Level ekspansif PMI Indonesia telah tercatat sejak September 2021 atau selama 11 bulan beruntun, bahkan melampaui beberapa negara Asean lainnya, seperti Vietnam (51,2), Filipina (50,8), Malaysia (50,6), dan Myanmar (46,5).

Menko Airlangga menuturkan kinerja impresif pada aktivitas sektor riil tersebut menjadi bukti ketahanan ekonomi domestik di tengah berbagai tantangan global yang terus berlangsung. Bahkan, kinerja ini berhasil dicapai di tengah adanya potensi perlambatan pemulihan global.

Berdasarkan hasil survei, level ekspansi PMI manufaktur Indonesia mengalami laju peningkatan tertinggi sejak April 2022, umumnya karena ditopang permintaan domestik yang semakin solid.

Pada kesempatan lain, Kepala Badan Kebijakan Fiskal (BKF) Kementerian Keuangan (Kemenkeu), Febrio Kacaribu, menyatakan pemulihan domestik menjadi faktor utama terciptanya kinerja positif manufaktur Indonesia.

Febrio menjelaskan tren positif manufaktur juga diikuti dengan pembukaan lapangan kerja yang mencapai rekor tercepatnya dalam 10 tahun terakhir.
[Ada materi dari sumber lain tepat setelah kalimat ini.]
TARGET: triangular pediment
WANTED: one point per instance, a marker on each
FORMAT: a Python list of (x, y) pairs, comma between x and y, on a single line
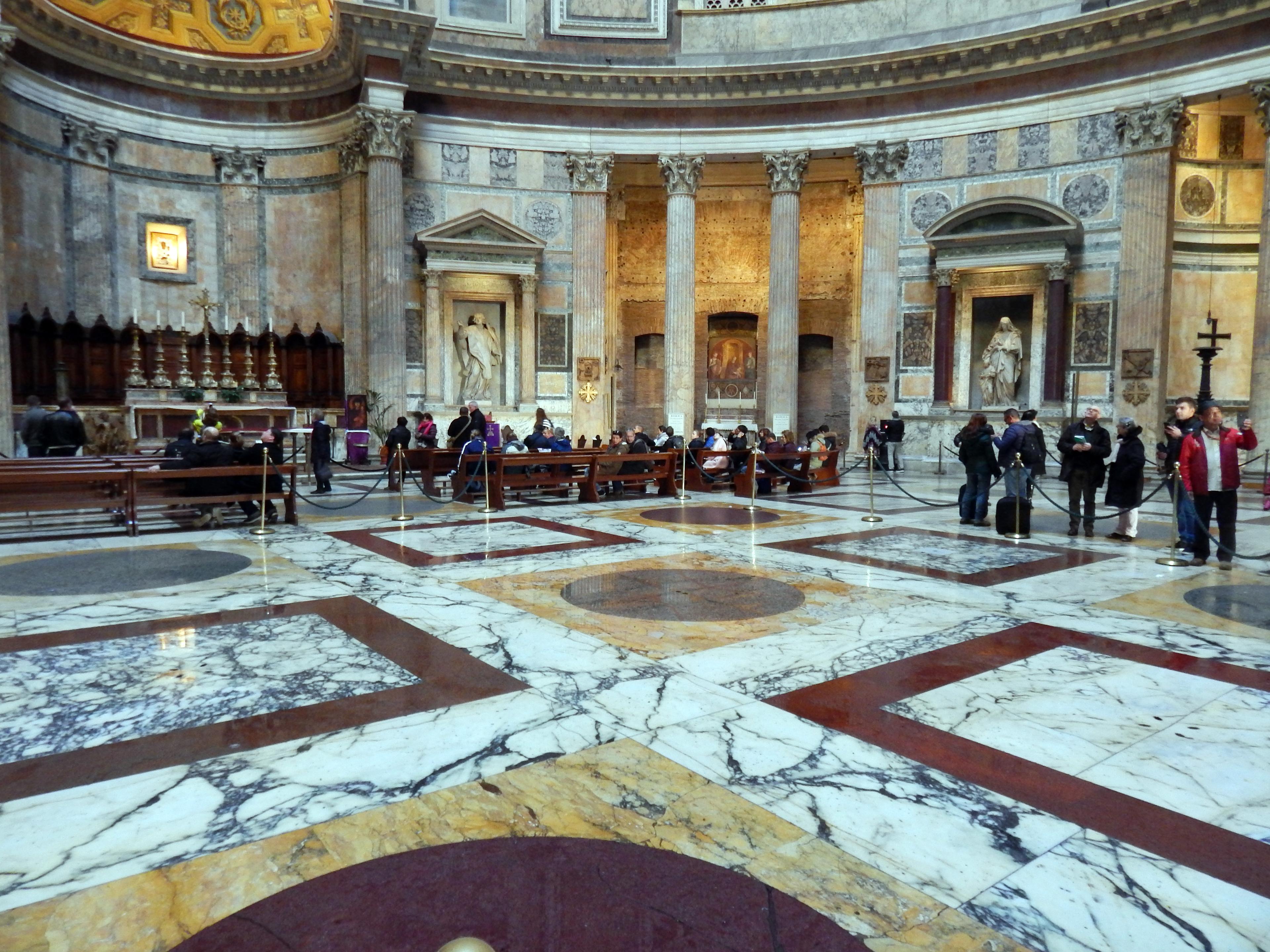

Meski demikian, dia menegaskan dampak perlambatan ekonomi dunia perlu diwaspadai karena sejalan dengan proyeksi pertumbuhan perdagangan dunia dalam World Economic Outlook (WEO) yang direvisi minus 0,9 poin persentase pada 2022.

Risiko Inflasi

Namun, pemerintah perlu mewaspadai potensi inflasi tinggi yang bakal melebihi perkiraan pada akhir tahun ini. Hal itu bisa berdampak terhadap pemulihan ekonomi dalam negeri sehingga bisa berimbas terhadap kinerja industri manufaktur.

Kepala Ekonom Bank Permata, Josua Pardede, memperingatkan tingginya inflasi bisa menjadi penghambat terbesar pertumbuhan ekonomi karena dapat mempengaruhi daya beli masyarakat dan tingkat konsumsi secara keseluruhan.

Saat ini, tingginya laju inflasi menjadi perhatian khusus di berbagai negara karena berpotensi memaksa bank sentral untuk menaikkan suku bunga acuan dan memperketat likuiditas yang dapat menghambat pertumbuhan ekonomi.